Both ILT2 and ILT4 cause negative intracellular signaling. In monocytes, binding to either ILT2 or ILT4 receptors cause the inhibition of monocyte/macrophage mediated toxicity. In dendritic cells, binding to both receptors can prevent dendritic cells from maturing and prevent the activation of T cells. Additionally, HLA-G may interact with ILT4 receptors on the surface of neutrophils to inhibit phagocytosis. In natural killer cells, HLA-G binds with the ILT2 receptor to inhibit the secretion of IFN-γ, a cytokine that can activate macrophages and stimulate natural killer cells and neutrophils. HLA-G binds to ILT2 on B cells to cause the inhibition of B cell proliferation, differentiation, and the secretion of antibodies. It binds to ILT2 on T cells to downregulate T cell chemokine expression. The cytokine expression of T cells mimics that of T_{H}2 cells. HLA-G causes apoptosis in CD8+ T cells. All together these effects serve to decrease the inflammatory response of the immune system.
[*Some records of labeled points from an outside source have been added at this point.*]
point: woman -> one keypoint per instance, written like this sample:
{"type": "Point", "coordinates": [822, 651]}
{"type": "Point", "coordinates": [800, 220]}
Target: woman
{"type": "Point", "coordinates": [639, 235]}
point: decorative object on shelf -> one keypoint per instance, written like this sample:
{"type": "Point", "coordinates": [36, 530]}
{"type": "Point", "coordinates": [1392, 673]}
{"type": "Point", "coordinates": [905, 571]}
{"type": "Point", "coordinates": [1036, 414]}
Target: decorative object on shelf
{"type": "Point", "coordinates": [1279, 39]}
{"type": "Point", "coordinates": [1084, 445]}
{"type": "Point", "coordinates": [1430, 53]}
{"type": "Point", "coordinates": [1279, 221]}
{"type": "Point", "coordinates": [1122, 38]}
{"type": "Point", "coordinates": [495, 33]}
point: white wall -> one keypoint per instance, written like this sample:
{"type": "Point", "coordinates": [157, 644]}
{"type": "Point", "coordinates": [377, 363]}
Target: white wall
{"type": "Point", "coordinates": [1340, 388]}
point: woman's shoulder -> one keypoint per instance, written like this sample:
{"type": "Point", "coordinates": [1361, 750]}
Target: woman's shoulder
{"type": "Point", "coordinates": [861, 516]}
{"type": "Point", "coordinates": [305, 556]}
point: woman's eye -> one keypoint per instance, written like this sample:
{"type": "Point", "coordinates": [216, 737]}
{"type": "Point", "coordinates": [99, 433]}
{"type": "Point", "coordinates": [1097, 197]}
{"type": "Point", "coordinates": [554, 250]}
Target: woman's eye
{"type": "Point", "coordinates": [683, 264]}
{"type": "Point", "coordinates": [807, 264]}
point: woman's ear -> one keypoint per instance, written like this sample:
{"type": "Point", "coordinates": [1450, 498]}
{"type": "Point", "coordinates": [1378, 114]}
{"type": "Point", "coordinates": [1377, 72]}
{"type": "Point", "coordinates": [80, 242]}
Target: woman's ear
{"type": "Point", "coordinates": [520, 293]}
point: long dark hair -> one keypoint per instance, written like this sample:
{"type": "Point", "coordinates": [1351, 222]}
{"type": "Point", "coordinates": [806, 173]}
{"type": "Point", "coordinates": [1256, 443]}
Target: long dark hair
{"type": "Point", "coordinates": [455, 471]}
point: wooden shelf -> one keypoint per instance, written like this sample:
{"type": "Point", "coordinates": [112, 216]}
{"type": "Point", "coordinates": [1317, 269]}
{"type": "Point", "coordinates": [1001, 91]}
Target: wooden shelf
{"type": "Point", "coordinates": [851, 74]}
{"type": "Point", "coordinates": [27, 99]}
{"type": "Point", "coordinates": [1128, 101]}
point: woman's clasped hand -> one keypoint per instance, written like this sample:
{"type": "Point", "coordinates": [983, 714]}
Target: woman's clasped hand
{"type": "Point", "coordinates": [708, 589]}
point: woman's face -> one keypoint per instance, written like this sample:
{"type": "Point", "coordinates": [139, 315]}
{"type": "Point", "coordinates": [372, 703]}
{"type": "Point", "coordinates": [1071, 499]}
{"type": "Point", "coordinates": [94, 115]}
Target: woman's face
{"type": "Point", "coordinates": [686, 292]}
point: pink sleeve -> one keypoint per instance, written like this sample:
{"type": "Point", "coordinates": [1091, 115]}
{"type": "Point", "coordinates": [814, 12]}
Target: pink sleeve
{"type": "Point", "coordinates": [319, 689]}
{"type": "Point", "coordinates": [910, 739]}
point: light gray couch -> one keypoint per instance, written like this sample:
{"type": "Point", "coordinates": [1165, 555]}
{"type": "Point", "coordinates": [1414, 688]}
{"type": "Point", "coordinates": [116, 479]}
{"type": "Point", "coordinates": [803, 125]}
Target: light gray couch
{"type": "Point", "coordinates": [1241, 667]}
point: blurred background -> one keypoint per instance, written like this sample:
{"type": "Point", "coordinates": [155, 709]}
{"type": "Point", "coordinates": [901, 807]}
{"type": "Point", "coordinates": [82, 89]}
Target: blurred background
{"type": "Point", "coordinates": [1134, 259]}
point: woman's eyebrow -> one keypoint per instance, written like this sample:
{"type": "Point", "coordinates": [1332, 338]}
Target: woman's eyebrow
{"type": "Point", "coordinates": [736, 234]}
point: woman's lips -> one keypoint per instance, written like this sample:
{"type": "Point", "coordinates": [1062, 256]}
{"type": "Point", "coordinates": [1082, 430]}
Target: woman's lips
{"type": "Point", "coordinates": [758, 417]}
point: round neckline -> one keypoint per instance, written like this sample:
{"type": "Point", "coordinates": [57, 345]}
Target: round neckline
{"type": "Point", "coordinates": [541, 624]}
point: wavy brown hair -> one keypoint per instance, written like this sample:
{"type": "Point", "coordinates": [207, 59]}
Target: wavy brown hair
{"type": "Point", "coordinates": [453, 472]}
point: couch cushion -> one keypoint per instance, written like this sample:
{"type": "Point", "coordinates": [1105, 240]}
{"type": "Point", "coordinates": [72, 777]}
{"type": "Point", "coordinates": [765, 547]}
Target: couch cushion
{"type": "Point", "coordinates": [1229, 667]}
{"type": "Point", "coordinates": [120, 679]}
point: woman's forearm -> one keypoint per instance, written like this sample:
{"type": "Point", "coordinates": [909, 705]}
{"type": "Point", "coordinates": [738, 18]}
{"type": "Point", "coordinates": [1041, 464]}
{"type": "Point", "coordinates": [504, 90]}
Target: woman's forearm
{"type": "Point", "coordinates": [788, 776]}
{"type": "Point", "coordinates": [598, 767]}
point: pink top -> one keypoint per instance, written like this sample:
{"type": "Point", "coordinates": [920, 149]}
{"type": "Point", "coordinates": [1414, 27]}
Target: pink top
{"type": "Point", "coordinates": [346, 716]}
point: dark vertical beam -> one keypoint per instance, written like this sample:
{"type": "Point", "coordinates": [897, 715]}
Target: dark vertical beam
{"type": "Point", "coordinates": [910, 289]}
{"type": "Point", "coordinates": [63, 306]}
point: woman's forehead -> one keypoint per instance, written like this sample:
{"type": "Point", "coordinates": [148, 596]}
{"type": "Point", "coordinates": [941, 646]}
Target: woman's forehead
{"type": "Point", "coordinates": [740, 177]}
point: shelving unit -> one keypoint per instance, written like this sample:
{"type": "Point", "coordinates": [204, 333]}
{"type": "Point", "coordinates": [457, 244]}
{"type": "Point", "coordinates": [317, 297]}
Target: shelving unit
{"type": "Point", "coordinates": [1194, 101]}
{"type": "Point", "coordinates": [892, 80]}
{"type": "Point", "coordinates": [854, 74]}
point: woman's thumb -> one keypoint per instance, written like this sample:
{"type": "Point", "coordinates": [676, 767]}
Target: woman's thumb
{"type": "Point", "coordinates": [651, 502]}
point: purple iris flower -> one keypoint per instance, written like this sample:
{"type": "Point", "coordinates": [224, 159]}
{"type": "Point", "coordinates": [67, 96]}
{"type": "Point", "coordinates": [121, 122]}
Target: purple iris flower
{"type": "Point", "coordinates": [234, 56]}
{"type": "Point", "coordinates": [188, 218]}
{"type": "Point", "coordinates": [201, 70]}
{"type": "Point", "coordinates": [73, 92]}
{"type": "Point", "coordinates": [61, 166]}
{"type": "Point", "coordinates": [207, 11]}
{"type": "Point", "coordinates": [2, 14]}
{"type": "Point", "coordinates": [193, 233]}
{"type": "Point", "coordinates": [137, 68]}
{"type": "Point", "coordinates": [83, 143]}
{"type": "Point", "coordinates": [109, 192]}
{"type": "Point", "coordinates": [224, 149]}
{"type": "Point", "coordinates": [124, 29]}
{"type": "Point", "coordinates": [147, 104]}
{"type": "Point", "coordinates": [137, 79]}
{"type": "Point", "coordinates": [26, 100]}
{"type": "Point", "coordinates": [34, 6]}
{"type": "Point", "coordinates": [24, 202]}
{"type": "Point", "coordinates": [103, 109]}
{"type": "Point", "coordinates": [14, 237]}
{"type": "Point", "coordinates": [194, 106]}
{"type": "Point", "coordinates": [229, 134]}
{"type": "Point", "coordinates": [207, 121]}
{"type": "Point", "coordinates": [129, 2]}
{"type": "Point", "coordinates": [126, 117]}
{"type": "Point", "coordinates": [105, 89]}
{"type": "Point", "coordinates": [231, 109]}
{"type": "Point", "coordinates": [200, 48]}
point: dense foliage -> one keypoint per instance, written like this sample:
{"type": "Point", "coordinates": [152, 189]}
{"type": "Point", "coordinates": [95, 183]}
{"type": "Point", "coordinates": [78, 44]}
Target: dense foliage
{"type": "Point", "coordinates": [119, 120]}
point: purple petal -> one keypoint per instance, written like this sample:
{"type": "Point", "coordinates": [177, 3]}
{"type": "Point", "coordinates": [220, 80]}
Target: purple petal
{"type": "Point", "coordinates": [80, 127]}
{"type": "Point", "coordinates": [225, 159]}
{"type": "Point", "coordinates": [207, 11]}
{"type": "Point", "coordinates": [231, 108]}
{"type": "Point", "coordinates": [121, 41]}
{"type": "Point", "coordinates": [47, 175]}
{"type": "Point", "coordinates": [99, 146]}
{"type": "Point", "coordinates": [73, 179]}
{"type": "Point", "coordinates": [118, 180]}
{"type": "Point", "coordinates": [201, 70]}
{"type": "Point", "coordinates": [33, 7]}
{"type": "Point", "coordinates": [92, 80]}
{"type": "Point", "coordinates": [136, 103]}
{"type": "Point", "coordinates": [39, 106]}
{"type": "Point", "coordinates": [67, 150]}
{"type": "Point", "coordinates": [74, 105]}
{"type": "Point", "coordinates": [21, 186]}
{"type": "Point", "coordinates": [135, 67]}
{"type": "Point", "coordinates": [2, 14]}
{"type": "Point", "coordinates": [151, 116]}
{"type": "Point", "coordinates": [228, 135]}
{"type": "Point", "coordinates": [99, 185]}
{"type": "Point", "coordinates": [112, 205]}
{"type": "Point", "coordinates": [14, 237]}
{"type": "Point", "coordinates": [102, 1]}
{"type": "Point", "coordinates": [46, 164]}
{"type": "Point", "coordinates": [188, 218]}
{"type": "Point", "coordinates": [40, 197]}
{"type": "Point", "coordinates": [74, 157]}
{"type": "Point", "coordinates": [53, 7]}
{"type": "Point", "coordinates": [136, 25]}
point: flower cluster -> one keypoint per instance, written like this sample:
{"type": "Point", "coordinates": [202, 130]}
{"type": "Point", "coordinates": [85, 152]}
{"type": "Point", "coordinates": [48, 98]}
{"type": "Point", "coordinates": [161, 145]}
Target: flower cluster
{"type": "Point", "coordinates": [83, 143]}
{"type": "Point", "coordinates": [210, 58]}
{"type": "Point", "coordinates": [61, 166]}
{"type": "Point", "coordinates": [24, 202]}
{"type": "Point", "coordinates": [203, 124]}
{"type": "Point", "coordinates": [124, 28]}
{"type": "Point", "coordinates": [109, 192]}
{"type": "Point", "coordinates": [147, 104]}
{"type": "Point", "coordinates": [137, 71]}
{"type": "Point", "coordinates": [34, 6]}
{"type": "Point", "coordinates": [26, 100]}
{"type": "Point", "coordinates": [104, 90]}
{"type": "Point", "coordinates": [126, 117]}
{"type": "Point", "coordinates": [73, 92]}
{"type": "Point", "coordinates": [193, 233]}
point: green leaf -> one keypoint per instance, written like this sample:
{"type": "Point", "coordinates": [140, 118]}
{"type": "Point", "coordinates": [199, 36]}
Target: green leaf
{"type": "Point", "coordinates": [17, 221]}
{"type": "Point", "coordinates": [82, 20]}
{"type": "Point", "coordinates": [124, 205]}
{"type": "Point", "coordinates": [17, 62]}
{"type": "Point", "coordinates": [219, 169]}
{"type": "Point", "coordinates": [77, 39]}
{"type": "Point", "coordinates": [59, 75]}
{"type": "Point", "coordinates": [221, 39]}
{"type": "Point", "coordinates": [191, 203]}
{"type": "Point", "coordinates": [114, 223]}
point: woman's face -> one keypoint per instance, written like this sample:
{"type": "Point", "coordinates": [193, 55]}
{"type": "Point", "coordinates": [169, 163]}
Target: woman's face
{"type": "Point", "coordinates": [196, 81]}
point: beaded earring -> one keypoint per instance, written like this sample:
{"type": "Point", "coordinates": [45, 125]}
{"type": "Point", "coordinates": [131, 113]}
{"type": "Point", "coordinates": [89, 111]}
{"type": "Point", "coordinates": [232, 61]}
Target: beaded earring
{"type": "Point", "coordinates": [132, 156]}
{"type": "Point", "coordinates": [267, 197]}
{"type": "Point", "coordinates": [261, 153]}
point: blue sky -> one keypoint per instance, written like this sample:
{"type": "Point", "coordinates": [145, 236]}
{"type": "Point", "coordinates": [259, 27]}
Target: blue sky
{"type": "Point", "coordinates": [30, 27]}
== HLA-G as a clinical target ==

=== Immune checkpoint inhibitors ===
Because of HLA-G's role in inhibiting NK cell responses in cancer, clinical immune checkpoint inhibitors targeting HLA-G have been designed. Tizona Therapeutics developed TTX-080, a monoclonal antibody targeting HLA-G's interaction with ILT2 and ILT4. In 2020, a phase 1a/1b trial began to assess safety and preliminary efficacy in multiple cancers. Early results showed activity in HPV-negative HNSCC and HER2-negative metastatic colorectal cancer with WT RAS/BRAF, leading to an expansion of the trial.

=== CAR T-cell therapy ===
HLA-G is both an immune checkpoint and a tumor-specific antigen, making it a target for the development of CAR T-cell therapies, which have been shown to have efficacy in in vitro mouse models. The company Invectys developed the CAR T-cell therapy IVS-3001 targeting HLA-G and began Phase1\2a clinical trials June 2023. Based on preliminary results, IVS-3001 was granted FDA fast track designation, expediting development and review of the therapy for potential use in patients with renal cell carcinoma (RCC).